Frequently Asked Questions
Can I use ProtonMail and the second tool together?
Yes, many users run both tools simultaneously. ProtonMail and the second tool serve different strengths, so combining them can cover more use cases than relying on either one alone. Start with whichever matches your most frequent task, then add the other when you hit its limits.
Which is better for beginners, ProtonMail or the second tool?
It depends on your background. ProtonMail tends to work well if you prefer a guided experience, while the second tool gives more control for users comfortable with configuration. Try the free tier or trial of each before committing to a paid plan.
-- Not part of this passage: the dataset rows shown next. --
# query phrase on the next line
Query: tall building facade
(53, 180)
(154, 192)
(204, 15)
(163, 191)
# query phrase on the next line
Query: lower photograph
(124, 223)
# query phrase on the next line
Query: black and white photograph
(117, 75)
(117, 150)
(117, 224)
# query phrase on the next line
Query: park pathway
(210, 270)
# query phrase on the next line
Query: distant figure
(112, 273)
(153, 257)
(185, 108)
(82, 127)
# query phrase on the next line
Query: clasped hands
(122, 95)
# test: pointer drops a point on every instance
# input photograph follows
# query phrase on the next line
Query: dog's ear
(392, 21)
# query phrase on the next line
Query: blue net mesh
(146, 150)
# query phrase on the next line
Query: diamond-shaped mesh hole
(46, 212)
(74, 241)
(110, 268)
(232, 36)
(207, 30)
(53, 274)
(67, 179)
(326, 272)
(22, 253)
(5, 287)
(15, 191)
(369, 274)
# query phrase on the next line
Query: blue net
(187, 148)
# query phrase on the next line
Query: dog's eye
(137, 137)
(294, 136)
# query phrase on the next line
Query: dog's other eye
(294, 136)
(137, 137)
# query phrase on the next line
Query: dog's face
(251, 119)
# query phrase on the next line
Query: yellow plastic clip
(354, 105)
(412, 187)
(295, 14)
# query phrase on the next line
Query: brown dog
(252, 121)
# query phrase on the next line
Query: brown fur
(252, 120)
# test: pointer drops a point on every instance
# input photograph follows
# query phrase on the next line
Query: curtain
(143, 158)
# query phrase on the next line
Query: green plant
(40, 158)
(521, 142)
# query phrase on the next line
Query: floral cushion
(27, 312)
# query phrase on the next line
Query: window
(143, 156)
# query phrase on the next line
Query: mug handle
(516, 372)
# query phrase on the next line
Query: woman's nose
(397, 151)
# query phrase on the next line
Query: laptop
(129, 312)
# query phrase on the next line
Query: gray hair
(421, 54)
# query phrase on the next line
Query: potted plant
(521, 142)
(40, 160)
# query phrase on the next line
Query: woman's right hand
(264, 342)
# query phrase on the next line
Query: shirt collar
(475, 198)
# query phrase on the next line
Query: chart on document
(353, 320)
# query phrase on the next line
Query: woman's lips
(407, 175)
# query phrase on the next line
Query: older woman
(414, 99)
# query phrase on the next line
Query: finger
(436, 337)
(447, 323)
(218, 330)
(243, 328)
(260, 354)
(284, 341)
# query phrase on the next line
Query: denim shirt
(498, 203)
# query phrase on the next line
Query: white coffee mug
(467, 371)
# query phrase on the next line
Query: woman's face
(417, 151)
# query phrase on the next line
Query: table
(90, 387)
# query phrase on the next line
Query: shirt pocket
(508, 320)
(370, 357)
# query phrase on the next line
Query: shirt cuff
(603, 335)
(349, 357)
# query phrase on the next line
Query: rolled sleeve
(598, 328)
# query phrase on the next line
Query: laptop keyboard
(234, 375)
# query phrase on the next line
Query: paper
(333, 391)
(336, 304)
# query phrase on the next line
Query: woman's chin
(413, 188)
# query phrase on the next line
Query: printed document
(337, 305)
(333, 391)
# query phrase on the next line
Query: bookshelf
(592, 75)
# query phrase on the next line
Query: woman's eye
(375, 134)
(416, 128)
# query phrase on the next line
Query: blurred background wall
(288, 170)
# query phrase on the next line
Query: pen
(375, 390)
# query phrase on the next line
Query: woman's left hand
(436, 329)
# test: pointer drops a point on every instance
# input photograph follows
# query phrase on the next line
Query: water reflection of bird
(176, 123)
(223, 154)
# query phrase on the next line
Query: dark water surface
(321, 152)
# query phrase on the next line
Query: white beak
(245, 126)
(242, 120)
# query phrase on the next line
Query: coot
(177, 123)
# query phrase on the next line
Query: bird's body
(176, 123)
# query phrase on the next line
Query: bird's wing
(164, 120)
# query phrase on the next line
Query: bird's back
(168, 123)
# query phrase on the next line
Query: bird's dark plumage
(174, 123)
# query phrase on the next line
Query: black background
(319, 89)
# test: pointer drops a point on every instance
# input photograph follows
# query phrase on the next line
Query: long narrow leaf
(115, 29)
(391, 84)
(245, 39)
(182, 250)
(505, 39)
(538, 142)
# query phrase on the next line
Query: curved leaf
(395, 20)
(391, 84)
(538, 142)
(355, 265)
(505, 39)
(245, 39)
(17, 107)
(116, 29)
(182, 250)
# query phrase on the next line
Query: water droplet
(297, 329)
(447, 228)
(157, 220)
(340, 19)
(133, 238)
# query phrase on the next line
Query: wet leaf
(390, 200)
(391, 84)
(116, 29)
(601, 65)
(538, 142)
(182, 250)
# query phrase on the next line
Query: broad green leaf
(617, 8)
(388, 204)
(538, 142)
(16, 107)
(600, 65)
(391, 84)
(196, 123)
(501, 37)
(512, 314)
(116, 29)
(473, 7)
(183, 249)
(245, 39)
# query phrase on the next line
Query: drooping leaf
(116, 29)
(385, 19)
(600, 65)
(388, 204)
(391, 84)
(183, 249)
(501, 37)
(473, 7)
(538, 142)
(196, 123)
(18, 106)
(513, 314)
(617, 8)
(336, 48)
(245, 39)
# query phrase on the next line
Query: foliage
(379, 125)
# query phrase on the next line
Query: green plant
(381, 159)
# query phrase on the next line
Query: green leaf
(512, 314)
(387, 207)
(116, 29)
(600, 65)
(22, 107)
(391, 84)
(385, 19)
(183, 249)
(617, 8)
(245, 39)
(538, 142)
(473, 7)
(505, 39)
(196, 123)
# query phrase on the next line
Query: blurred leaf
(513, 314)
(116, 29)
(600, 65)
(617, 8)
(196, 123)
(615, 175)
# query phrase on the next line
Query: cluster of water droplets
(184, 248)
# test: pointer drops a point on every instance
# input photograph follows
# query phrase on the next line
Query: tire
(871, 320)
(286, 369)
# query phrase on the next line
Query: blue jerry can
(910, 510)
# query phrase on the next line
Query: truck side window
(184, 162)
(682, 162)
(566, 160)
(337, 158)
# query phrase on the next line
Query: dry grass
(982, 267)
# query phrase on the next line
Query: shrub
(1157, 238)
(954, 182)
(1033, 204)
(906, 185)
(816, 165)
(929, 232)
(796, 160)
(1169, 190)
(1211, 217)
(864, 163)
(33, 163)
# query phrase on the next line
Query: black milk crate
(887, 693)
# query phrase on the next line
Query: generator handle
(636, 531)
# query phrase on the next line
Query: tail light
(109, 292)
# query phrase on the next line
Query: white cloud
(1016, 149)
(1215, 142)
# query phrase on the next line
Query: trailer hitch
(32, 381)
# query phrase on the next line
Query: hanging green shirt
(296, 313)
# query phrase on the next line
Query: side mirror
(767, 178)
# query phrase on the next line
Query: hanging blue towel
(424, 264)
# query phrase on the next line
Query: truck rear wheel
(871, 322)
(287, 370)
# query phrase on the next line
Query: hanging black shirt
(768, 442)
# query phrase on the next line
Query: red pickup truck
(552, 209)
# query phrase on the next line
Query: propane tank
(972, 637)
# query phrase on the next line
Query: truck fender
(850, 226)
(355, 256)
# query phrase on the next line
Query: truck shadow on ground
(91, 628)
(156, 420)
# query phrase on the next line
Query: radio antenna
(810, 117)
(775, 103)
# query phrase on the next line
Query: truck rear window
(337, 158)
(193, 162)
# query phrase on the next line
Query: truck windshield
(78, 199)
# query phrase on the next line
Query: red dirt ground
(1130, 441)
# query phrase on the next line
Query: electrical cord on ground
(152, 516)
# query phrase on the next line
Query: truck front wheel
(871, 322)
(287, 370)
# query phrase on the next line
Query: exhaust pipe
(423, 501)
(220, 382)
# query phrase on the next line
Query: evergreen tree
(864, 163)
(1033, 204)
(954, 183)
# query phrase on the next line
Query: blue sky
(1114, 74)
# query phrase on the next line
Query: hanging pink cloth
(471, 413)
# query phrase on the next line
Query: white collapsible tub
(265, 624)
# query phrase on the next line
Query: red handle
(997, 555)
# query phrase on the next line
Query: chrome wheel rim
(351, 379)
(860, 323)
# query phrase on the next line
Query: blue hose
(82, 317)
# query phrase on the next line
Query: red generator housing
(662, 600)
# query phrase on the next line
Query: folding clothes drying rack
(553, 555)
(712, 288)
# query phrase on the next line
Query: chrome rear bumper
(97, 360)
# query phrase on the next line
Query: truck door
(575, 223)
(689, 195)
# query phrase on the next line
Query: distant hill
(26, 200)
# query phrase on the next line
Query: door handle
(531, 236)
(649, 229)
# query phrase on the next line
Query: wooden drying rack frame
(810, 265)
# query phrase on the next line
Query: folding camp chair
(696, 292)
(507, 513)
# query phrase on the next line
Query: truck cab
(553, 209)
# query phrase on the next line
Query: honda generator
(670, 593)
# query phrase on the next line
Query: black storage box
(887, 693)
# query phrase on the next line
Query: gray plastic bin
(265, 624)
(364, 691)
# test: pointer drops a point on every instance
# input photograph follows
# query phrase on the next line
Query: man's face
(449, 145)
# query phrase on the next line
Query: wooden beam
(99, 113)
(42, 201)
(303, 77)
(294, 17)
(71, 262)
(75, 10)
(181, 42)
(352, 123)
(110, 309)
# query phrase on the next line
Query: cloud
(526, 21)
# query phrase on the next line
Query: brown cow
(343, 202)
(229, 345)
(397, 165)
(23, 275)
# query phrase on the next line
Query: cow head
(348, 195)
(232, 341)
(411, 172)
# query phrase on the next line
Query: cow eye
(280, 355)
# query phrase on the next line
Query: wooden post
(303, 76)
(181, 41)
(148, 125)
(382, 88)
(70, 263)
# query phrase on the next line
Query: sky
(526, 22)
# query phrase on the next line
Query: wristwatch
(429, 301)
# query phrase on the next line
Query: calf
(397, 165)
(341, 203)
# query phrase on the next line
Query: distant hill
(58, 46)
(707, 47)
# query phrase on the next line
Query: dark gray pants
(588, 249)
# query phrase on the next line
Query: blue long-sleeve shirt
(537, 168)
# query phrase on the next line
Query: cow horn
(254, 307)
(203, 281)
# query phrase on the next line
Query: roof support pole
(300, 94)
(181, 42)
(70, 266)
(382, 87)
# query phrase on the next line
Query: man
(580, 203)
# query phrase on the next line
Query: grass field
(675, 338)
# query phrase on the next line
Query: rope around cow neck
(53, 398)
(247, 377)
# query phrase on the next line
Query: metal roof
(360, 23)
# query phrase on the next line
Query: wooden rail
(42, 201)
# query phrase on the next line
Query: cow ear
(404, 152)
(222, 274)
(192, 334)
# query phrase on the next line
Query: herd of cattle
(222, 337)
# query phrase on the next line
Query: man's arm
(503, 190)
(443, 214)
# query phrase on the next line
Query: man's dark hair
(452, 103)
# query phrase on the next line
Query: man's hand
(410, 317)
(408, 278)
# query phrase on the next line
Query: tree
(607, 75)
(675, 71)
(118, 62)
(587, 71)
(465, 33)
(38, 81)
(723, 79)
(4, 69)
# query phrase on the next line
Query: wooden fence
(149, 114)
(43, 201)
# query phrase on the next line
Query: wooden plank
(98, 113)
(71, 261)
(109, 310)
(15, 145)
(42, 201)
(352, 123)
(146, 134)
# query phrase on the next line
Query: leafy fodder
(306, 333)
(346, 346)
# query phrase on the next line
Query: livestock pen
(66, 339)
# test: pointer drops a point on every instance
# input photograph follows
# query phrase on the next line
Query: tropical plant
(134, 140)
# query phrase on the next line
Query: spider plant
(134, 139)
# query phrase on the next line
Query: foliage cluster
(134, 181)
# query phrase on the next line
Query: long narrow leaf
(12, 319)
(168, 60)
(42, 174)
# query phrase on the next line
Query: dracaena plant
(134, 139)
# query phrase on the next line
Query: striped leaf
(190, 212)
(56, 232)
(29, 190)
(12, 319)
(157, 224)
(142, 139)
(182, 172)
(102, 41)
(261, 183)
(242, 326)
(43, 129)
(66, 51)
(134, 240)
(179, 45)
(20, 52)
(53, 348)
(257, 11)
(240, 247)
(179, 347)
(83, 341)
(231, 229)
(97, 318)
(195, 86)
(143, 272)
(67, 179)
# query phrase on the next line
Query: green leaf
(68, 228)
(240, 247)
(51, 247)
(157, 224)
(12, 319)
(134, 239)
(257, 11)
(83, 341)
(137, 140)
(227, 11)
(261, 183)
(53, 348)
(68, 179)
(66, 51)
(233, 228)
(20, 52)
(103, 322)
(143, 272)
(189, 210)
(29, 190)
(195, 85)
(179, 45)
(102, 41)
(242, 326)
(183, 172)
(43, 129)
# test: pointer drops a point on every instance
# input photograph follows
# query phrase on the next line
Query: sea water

Is ProtonMail or the second tool more expensive?
Pricing varies by tier and usage patterns. Both offer free or trial options to start. Check their current pricing pages for the latest plans, since AI tool pricing changes frequently. Factor in your actual usage volume when comparing costs.
How often do ProtonMail and the second tool update their features?
Both tools release updates regularly, often monthly or more frequently. Feature sets and capabilities change fast in this space. Check each tool’s changelog or blog for the latest additions before making a decision based on any specific feature.
What happens to my data when using ProtonMail or the second tool?
Review each tool’s privacy policy and terms of service carefully. Most AI tools process your input on their servers, and policies on data retention and training usage vary. If you work with sensitive or proprietary content, look for options to opt out of data collection or use enterprise tiers with stronger privacy guarantees.